At least, that’s been the prevailing wisdom. The front office of the Angels took a very unorthodox approach to the MLB draft, clearly knowing that pitching was a need.
With the No. 9 pick in the draft, the Angels selected pitcher Sam Bachman out of the University of Miami Ohio. Then they took Ky Bush, a pitcher out of St. Mary’s, in the second. Okay, smart — address the position of need early with a couple arms. That seems right… maybe now...
Then they took Landon Marceaux, also a pitcher, from LSU in the third. Wow, three straight pitch—
In the fourth round, Vanderbilt’s Luke Murphy, (you guessed it) pitcher.
And then they took 16 more pitchers after that.
I’m not kidding.
In the 20-round MLB Draft, the Los Angeles Angels used all twenty picks on pitchers.
I mean, it makes sense why they would want to address their rotation and bullpen, but every single pick? That seems a bit… excessive? It’s almost like someone in the front office heard the rumblings from outside and said, “Oh yeah, you want pitchers? Here’s your damn pitchers.”

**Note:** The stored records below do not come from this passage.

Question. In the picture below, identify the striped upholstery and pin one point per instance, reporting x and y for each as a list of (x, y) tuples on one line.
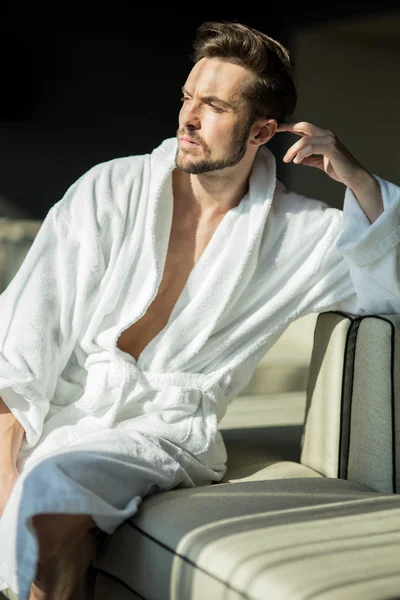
[(294, 538), (352, 422)]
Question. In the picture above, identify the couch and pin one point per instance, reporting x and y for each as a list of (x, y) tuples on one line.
[(307, 510)]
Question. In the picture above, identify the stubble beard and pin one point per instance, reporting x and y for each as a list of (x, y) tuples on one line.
[(207, 165)]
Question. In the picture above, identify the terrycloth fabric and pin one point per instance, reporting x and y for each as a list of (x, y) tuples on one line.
[(94, 269)]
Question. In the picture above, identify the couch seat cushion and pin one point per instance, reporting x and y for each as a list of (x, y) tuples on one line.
[(285, 537)]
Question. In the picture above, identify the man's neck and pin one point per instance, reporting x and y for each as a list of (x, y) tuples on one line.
[(211, 194)]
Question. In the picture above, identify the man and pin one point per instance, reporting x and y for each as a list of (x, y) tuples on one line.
[(150, 294)]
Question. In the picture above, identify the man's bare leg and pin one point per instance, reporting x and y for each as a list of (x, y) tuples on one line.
[(67, 545)]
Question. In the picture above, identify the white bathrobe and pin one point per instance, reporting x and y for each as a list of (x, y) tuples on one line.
[(103, 430)]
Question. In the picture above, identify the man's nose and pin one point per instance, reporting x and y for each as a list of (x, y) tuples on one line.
[(190, 116)]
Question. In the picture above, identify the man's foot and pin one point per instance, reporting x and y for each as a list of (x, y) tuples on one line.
[(67, 545)]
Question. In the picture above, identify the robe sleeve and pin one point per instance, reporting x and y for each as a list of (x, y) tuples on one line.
[(43, 307), (360, 273)]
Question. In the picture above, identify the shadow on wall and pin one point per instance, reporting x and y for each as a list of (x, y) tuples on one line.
[(346, 82)]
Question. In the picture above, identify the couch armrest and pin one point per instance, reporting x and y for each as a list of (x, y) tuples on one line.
[(352, 419)]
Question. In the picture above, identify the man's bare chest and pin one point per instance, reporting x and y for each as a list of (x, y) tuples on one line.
[(184, 250)]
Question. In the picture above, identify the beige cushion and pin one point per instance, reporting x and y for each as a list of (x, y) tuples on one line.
[(295, 537), (352, 422), (333, 343)]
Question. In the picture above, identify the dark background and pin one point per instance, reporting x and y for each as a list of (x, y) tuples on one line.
[(69, 100)]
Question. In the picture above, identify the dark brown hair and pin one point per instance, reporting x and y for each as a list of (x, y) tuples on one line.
[(272, 93)]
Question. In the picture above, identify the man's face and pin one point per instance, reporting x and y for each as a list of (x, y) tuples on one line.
[(214, 122)]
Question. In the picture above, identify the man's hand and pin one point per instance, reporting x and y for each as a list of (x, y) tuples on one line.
[(321, 148), (8, 477)]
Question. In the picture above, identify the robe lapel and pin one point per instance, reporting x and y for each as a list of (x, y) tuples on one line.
[(220, 276)]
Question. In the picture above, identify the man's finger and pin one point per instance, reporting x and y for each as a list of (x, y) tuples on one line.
[(302, 128), (305, 141)]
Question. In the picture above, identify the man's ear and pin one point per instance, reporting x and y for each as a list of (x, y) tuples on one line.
[(263, 131)]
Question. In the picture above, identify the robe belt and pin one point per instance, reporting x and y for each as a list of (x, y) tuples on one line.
[(125, 373)]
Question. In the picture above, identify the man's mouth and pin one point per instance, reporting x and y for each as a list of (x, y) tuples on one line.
[(188, 142)]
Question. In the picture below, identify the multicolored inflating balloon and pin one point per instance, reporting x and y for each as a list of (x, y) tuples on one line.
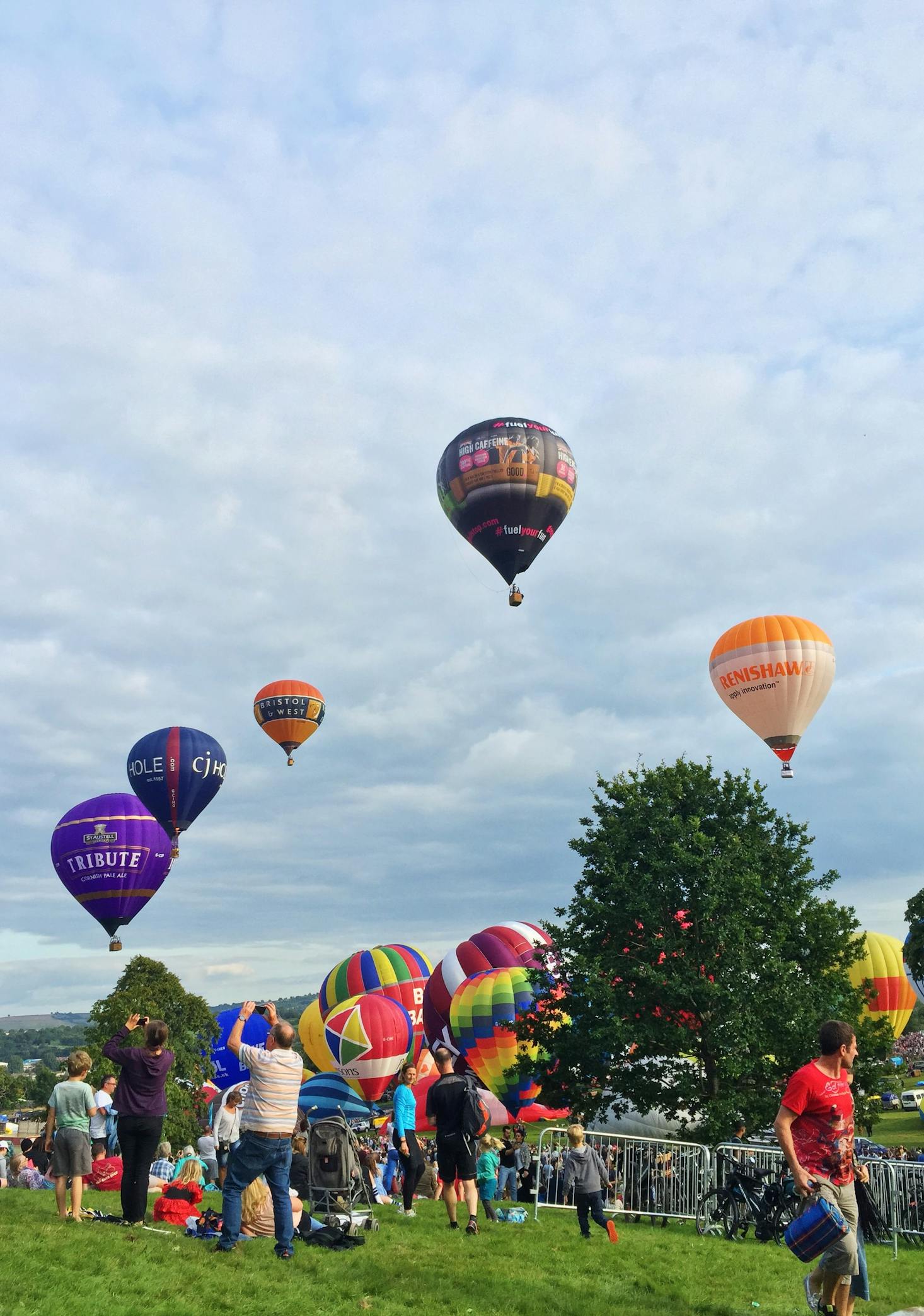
[(289, 711), (369, 1039), (504, 945), (396, 972), (507, 485), (311, 1034), (176, 772), (228, 1069), (112, 857), (328, 1095), (884, 964), (774, 674), (481, 1014)]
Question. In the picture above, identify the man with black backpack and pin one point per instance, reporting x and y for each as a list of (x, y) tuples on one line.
[(452, 1106)]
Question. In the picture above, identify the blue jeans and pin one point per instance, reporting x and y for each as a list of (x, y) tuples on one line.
[(256, 1156), (507, 1175)]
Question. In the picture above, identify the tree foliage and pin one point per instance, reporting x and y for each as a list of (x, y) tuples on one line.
[(147, 987), (698, 956)]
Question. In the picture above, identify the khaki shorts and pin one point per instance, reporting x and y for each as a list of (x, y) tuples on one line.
[(71, 1155), (841, 1257)]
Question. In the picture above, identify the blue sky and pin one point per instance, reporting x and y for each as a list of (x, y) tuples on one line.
[(258, 265)]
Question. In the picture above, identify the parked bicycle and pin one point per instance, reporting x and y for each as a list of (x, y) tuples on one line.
[(747, 1199)]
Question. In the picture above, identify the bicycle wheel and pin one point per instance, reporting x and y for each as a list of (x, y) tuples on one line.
[(717, 1214)]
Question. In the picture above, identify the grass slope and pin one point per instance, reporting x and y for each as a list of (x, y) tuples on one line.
[(411, 1266)]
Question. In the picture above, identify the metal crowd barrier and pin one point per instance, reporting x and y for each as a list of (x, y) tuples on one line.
[(650, 1177), (665, 1178)]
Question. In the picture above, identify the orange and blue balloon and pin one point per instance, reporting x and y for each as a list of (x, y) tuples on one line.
[(290, 713)]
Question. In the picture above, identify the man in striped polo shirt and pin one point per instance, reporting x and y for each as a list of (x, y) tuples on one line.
[(269, 1116)]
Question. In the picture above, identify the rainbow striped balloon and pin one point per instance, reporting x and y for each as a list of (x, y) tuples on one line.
[(481, 1014), (396, 972)]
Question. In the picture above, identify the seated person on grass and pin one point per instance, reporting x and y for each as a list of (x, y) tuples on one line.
[(257, 1209), (182, 1196), (21, 1175)]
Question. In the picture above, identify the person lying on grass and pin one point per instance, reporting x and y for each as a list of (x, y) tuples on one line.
[(70, 1107)]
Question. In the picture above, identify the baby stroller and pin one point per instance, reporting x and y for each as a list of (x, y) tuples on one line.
[(340, 1191)]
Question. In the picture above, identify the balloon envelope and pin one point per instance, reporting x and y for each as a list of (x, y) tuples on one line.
[(311, 1034), (326, 1095), (884, 964), (176, 772), (480, 1014), (369, 1039), (507, 485), (774, 673), (289, 711), (504, 945), (112, 857), (228, 1069), (396, 972)]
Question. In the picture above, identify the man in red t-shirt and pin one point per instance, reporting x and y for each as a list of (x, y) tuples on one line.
[(815, 1129)]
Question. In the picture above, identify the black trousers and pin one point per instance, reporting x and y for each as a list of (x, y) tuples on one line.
[(412, 1167), (139, 1136), (590, 1203)]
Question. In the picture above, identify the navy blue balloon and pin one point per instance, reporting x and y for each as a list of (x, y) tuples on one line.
[(228, 1069), (175, 773)]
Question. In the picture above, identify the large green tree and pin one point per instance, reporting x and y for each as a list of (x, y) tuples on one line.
[(147, 987), (698, 956)]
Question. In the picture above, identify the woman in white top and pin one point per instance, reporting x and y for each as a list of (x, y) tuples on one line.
[(228, 1131)]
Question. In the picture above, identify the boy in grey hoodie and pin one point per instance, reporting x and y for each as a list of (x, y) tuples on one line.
[(586, 1172)]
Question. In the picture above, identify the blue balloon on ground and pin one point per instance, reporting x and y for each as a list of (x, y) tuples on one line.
[(326, 1095), (228, 1069), (175, 773)]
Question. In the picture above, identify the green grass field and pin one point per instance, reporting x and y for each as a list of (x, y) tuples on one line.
[(543, 1269)]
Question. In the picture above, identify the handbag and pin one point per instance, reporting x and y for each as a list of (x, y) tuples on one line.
[(815, 1230)]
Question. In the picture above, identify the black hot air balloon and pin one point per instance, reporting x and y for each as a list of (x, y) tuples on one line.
[(507, 485)]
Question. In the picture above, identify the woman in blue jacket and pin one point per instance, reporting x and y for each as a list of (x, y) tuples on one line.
[(406, 1140)]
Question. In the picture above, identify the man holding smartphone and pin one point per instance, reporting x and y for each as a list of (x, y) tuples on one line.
[(269, 1116)]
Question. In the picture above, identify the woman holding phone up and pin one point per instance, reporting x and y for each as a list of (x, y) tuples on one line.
[(141, 1103)]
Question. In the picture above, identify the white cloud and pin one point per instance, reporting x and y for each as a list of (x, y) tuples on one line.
[(258, 267)]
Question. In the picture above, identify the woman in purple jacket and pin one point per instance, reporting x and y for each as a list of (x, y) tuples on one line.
[(141, 1105)]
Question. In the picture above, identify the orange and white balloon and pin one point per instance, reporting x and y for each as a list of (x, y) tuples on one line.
[(774, 674)]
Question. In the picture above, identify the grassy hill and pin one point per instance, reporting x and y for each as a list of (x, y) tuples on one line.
[(411, 1267)]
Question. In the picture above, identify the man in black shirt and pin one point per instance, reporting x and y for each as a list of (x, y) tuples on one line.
[(456, 1153)]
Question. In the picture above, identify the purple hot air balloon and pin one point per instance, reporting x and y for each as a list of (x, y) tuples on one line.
[(112, 856)]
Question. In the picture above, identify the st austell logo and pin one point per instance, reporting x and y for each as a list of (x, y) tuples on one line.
[(99, 836)]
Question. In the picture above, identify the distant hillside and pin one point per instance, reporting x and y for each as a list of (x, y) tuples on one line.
[(9, 1023)]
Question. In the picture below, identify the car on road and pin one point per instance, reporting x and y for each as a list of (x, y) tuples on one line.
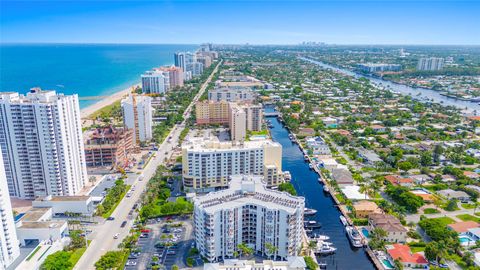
[(131, 263)]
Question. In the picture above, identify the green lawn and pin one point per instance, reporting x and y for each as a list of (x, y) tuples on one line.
[(417, 249), (109, 213), (430, 211), (468, 205), (445, 220), (467, 217)]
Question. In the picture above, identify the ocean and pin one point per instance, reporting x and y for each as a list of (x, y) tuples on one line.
[(84, 69)]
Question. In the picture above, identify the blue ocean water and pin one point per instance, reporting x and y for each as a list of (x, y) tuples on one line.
[(86, 69)]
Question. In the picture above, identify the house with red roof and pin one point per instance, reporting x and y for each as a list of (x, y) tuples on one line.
[(405, 256)]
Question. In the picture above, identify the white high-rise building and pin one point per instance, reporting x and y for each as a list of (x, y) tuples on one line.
[(42, 143), (9, 249), (430, 64), (231, 94), (248, 213), (155, 82), (144, 116), (208, 163), (196, 68), (243, 117)]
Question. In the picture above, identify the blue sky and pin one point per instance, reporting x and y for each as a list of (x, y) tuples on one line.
[(255, 22)]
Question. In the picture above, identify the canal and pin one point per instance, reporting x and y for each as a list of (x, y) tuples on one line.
[(306, 183), (420, 94)]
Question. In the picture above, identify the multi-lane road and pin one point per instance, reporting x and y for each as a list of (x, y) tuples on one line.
[(104, 233)]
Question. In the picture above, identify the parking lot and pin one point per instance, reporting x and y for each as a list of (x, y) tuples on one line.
[(161, 243)]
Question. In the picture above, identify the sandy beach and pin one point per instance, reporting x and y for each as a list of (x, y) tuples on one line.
[(85, 112)]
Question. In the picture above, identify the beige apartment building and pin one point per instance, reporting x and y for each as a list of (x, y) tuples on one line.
[(211, 112), (208, 163)]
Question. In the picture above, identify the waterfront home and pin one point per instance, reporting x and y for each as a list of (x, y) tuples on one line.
[(405, 256), (318, 146), (397, 180), (292, 263), (448, 178), (471, 175), (420, 179), (304, 132), (352, 192), (327, 163), (364, 208), (378, 128), (424, 194), (330, 122), (473, 233), (463, 226), (454, 194), (342, 176), (396, 233), (369, 157)]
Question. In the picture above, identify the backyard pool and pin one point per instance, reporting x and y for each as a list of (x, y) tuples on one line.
[(365, 232), (387, 264)]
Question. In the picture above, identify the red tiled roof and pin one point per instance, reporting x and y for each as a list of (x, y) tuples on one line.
[(403, 253)]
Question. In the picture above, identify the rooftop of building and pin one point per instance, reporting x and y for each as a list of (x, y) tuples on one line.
[(403, 253), (42, 224), (63, 198), (212, 143), (34, 214), (248, 189)]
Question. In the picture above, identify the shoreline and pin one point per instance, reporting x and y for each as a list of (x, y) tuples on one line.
[(87, 111)]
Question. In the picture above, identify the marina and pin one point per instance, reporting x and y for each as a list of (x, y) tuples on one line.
[(306, 183)]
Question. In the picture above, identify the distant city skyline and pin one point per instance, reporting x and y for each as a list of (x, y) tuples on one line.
[(239, 22)]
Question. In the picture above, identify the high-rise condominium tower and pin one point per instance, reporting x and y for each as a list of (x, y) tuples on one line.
[(42, 144)]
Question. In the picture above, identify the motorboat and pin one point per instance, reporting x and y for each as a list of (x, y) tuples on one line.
[(344, 221), (325, 248), (321, 237), (354, 236), (309, 212), (312, 224)]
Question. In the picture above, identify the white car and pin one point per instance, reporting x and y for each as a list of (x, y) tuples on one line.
[(131, 263)]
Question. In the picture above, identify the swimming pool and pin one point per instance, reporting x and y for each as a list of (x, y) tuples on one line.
[(387, 264), (365, 232)]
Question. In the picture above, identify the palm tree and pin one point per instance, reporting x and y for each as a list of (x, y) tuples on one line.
[(271, 250), (398, 264)]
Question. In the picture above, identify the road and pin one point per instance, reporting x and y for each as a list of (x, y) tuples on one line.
[(104, 240)]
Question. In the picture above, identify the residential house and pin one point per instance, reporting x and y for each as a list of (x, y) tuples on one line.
[(454, 194), (364, 208), (318, 146), (342, 176), (471, 175), (463, 226), (420, 179), (369, 157), (306, 132), (395, 231), (397, 180), (406, 257)]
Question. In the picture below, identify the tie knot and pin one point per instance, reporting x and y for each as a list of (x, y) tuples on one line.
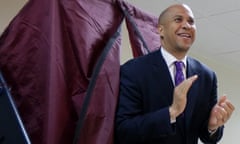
[(179, 76), (179, 65)]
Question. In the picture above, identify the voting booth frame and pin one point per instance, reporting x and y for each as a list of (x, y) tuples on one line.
[(12, 130)]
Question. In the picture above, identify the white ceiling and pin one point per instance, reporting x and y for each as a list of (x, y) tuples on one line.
[(218, 31)]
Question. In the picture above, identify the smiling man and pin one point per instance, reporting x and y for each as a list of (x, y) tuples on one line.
[(167, 97)]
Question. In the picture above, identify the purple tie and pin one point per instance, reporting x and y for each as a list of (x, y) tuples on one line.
[(179, 77)]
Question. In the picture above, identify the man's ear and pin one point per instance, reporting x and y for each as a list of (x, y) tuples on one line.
[(160, 30)]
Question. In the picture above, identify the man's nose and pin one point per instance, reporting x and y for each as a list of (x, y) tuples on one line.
[(186, 25)]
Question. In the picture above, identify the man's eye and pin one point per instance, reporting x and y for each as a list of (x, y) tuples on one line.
[(178, 20)]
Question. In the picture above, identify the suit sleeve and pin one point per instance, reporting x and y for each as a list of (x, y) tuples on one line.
[(132, 124), (205, 135)]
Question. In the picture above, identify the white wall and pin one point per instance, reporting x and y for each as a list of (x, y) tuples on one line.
[(227, 77)]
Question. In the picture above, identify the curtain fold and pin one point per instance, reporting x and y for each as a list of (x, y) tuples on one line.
[(47, 56)]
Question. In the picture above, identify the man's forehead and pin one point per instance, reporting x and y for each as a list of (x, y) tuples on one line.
[(180, 10)]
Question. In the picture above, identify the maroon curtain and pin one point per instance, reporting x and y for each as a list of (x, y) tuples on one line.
[(146, 25), (47, 56)]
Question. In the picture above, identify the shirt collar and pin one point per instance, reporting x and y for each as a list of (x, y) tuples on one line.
[(170, 59)]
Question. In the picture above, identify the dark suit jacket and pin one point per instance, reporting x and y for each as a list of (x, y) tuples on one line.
[(146, 91)]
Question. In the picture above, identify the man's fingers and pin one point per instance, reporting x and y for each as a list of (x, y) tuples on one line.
[(188, 82), (222, 99)]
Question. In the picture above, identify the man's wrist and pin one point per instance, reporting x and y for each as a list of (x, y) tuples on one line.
[(172, 115), (212, 131)]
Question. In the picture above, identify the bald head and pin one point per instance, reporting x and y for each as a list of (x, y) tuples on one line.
[(165, 13)]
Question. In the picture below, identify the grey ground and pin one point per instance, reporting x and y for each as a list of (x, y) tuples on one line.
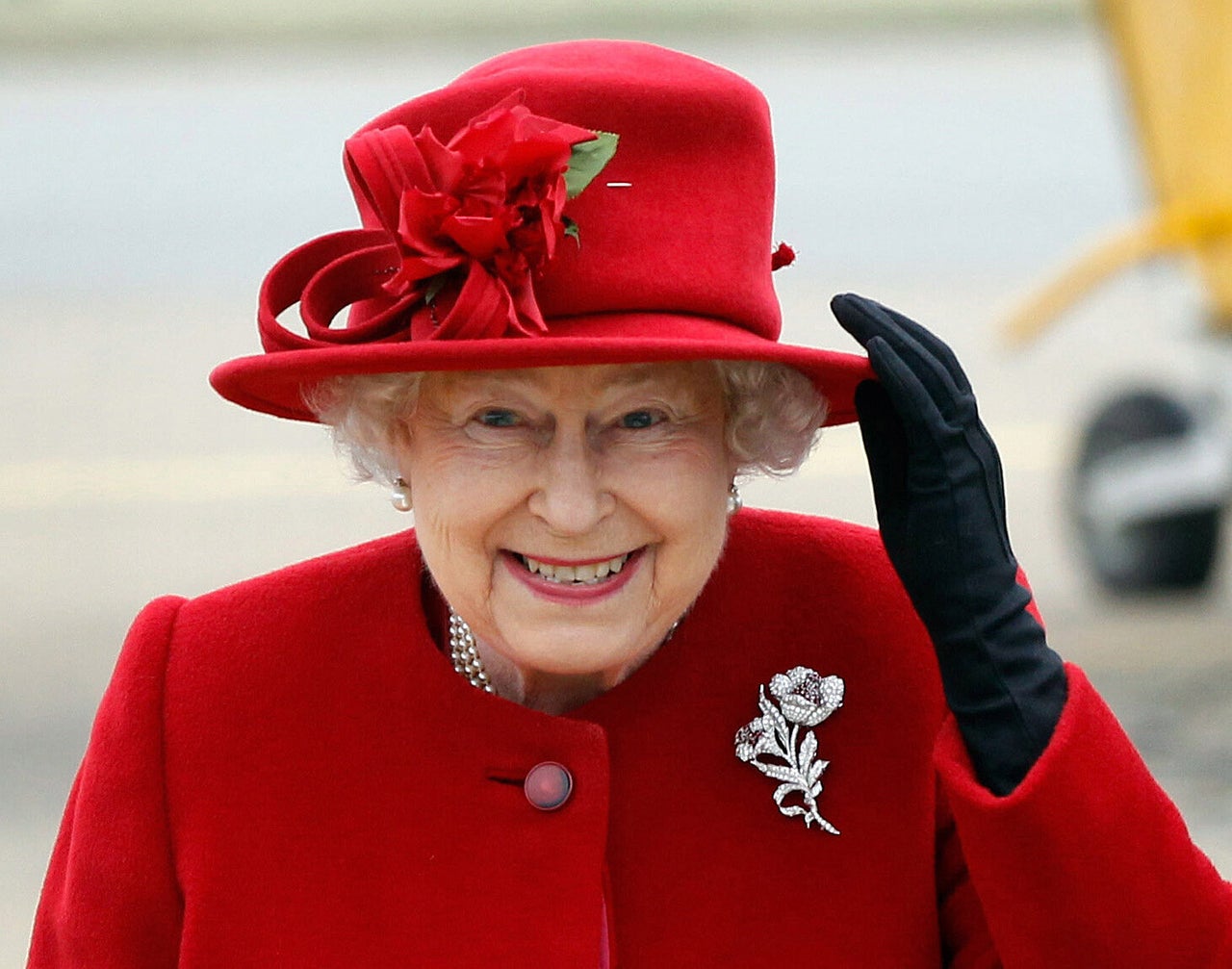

The Angels, as a team, have the fifth-highest ERA in the majors at 4.89, and they currently only have Shohei Ohtani and Patrick Sandoval, with his 3.70 ERA and 2-3 record, under team control beyond this season.
Who knows what the plan is for Ohtani past this year? I’m not sure manager Joe Maddon even knows. Having a plan and knowing how to utilize a player that is unlike any we have ever seen is an impossible task. What happens if Ohtani hurts his elbow while pitching? Can the Angels afford to risk losing his bat in the process? It’s a fine line to walk between allowing the two-way sensation to contribute in all the ways he can, all while attempting to manage the risks of doing so.
Some of these prospects, including first-round selection Sam Bachman, will likely be asked to contribute to the big league club sooner rather than later. In 59.2 innings this year, the hard-throwing righty with a fastball that can touch triple digits posted a 1.81 ERA with 93 strikeouts, allowing only one home run on the season. There’s a lot to like about the 21-year-old.
It’s a bold strategy, Cotton. At least one thing’s for sure — you can’t say the Angels aren’t trying to fix their pitching.